In part one we looked at Alexa as a service, diving into what makes up a skill a developer can put on the platform. We also looked at one half of the Alexa system, the Skills Interface.
So far we’ve set up the Skills Interface to recognize some of the user’s intents, including slots for objects and locations (in our case). We’ve also supplied a listing of utterances and are able to test the system on some example phrases.
When we finished the last post we saw the JSON object Alexa will send to the /Skill Service/.
{
"session": {
"sessionId": "SessionId.<sessionId>",
"application": {
"applicationId": "amzn1.ask.skill.<reference>"
},
"attributes": {},
"user": {
"userId": "amzn1.ask.account.<userId>"
},
"new": true
},
"request": {
"type": "IntentRequest",
"requestId": "EdwRequestId.<requestId>",
"locale": "en-US",
"timestamp": "2017-01-30T18:09:08Z",
"intent": {
"name": "RecordLocationIntent",
"slots": {
"Object": {
"name": "Object",
"value": "car keys"
},
"Location": {
"name": "Location",
"value": "kitchen drawer"
}
}
}
},
"version": "1.0"
}
How and where we handle this is (mostly) up to us. Amazon recommends you use AWS Lambda for your Skill Service. But, if you don’t want to you can use any server with a valid SSL certificate communicating over HTTPS.

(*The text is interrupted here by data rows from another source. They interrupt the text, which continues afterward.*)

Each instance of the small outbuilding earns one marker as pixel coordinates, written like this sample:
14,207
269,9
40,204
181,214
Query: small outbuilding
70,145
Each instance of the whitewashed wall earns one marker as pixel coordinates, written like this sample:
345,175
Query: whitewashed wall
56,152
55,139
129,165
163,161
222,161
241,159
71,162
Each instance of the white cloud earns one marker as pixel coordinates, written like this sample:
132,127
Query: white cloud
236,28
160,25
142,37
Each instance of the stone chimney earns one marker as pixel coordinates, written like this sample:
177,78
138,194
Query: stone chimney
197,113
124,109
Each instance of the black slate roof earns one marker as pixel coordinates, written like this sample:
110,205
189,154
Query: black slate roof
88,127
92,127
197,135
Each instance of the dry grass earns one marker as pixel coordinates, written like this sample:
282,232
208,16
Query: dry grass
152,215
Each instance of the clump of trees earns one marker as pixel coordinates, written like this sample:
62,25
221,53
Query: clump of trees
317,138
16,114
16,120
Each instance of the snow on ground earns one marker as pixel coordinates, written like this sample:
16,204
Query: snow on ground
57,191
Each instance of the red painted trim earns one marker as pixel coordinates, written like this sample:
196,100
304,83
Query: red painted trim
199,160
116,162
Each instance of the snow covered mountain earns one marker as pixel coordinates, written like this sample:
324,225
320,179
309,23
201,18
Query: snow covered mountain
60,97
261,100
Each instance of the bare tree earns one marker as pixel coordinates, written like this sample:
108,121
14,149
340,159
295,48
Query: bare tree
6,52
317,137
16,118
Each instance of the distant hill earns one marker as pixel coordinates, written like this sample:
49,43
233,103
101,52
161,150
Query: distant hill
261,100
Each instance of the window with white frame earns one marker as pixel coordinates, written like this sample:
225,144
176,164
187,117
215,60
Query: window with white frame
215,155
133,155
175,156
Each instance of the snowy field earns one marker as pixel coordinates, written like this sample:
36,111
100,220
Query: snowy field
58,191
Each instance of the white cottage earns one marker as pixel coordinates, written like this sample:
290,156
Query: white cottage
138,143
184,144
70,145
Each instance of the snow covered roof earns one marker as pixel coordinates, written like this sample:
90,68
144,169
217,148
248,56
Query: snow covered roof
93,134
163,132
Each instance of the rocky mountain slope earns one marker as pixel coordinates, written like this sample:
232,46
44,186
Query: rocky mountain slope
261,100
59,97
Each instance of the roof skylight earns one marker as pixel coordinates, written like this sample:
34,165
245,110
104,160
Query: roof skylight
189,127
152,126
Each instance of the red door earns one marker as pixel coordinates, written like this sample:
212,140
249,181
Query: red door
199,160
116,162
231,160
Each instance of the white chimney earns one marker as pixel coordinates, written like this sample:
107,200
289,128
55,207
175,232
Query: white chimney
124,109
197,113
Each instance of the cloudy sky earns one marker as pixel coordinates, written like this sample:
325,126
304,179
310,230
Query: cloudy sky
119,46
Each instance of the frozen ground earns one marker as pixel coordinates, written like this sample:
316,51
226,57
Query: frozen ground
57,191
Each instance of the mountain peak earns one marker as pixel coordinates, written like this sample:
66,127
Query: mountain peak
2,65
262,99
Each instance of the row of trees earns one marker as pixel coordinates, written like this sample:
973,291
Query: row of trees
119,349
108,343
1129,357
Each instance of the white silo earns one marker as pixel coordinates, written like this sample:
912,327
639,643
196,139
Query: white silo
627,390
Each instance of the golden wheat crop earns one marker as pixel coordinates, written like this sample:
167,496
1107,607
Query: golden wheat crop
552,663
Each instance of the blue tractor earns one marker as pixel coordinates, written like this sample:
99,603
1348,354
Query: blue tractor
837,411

While AWS Lambda is a fine service, we chose to build our service using the Phoenix web framework. Phoenix runs on Elixir, a functional language ideal for this kind of task.
There are various packages you can add to an Elixir application to assist with an Alexa skill. We chose Phoenix Alexa. We liked its small code base providing just enough for our needs.
You add Phoenix Alexa to the mix application in the normal way. Add it to both the deps
and the application
functions in mix.exs
.
def application do
applications: [ ... , :phoenix_alexa]
end
def deps do
[{:phoenix, "~> 1.2.0"},
...
{:phoenix_alexa, "~> 0.2.0"}]
end
We’ll pipe all calls from Alexa through the :api
pipeline. It’s set to receive JSON out of the box. However, there’s an additional step to writing an Alexa skill that can be certified which we’ll cover here.
Alexa’s service needs to offer you some guarantee that the messages that reach your endpoint are, indeed, coming from them. Rather than offering you an API token or the like, Amazon signs its messages using an X509 certificate and a private key. In the requests, Amazon takes the body and signs it using its private key. You then have to go fetch their certificate with their public key and ensure that the signature (which they provide as a header) matches the body you received.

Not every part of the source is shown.